Page 84 of What We May Be

Abel shook his head. “Only after hours.”

“Fuck!” He left the others in the locker room and stepped into the hall, making a three-sixty rotation, his eyes searching for anything they might have missed. Nothing. Fucking nothing. The killer had been right under their noses, and they’d missed them completely.

What if Charlie had been in that locker room? Would Rachel have found her body instead of a vase of roses? His breathing grew ragged, and he spun for the wall, bracing his forearms and leaning his forehead against the cool plaster.

A small, warm hand smoothed across his back. “Breathe, Trevor.” Maggie spoke softly at his side. “Nothing’s going to happen to Charlie. We’ll find her.”

He opened his eyes and held her steady gaze, letting Maggie’s calm confidence settle his panicked mind. Letting Abel’s issuing of orders calm him more.

To Maggie: “Have CSU run the vase and note for prints.”

To Diego, who had followed the commotion downstairs: “Coordinate with Jaylen to cross-check the lists Charlie made against anyone who’s worked here, past or present, who had keys.”

“Someone needs to check on Rachel,” Trevor said. “She was pretty unsteady.”

“Unsteady?” Diego said. “She seemed fine upstairs just now. She said she had an early dinner with her sister at the hospital.”

“Fuck, she’s a surgical nurse, isn’t she?” Trevor asked Maggie, who nodded.

“Trevor, you can’t think—” Abel started, but Trevor didn’t hear the rest of what he said, his mind already connecting the dots.

Rachel knew what Craig did to Charlie in high school.
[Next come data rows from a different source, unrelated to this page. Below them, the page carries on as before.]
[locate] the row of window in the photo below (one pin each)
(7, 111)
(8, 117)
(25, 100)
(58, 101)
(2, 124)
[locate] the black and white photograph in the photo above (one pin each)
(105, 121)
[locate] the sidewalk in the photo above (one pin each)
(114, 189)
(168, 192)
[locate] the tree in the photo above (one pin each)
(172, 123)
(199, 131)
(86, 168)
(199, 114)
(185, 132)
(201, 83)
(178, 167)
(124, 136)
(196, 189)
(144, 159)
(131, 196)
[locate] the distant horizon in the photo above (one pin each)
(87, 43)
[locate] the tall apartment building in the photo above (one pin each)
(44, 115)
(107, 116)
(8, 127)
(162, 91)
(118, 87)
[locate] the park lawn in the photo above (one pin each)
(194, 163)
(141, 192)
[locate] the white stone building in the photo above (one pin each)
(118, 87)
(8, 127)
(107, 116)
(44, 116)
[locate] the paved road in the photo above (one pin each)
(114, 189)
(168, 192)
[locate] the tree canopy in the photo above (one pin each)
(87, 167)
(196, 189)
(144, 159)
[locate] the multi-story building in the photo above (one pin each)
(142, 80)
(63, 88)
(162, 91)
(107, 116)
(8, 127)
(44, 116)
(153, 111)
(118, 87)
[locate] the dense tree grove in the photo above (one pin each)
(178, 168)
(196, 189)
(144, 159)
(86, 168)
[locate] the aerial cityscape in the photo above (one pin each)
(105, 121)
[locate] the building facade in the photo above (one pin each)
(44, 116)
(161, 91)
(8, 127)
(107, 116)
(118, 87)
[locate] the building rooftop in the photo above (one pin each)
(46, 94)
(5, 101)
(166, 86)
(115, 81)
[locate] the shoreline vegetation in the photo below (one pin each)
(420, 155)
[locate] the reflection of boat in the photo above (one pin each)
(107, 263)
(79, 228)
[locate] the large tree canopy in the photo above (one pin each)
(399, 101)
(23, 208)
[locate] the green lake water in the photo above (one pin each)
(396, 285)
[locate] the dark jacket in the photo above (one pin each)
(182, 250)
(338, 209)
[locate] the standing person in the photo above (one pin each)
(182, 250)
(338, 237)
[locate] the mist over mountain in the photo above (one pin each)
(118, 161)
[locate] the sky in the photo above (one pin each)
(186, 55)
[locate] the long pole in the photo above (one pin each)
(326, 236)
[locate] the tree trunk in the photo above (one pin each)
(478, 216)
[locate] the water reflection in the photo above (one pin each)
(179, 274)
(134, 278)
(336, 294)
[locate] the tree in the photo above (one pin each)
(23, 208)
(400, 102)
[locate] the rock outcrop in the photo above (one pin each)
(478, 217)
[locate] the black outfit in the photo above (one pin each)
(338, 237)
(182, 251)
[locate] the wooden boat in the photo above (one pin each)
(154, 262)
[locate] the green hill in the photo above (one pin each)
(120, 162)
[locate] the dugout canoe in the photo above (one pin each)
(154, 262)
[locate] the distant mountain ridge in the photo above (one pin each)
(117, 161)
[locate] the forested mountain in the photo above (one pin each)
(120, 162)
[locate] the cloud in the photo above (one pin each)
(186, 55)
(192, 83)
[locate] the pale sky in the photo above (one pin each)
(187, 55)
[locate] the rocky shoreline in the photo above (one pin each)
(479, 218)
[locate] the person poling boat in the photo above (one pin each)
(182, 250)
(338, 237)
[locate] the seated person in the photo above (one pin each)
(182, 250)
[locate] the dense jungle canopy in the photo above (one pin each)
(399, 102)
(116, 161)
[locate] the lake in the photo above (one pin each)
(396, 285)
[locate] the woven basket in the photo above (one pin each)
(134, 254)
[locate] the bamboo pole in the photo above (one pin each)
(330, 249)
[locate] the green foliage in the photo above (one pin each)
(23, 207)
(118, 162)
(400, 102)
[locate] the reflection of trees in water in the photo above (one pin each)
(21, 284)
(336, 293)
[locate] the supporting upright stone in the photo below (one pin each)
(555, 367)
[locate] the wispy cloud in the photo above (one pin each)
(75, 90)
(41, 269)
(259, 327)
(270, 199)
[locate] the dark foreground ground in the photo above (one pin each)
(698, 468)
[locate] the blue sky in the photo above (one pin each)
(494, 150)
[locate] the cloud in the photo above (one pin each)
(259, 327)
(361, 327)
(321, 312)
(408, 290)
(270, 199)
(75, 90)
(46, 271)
She’d dated Trevor. She had the means to get her hands on Diprivan and she had keys to the station. And by virtue of her job, she knew everything going on in Hanover.

The person who’d told them about the roses downstairs.

Because she’d put them there.

Abel must have reached the same conclusion. “Put out an APB on Rachel Hawkins,” he told Diego.

The detective hesitated, no doubt reluctant to consider his colleague a murderer or to incur his wife’s ire for putting out an APB on her best friend.

“Do it,” Maggie seconded.

As Diego hustled up the stairs and Maggie hustled to the lab to grab a tech, Trevor turned to Abel. “It all fits, except Rachel doesn’t know about Alice.” Abel lowered his chin, noticeably deflating, and goose bumps rose on Trevor’s skin. “Abel, she doesn’t know, does she?”

The chief glanced up, guilt swirling in his dark eyes. “I told her.”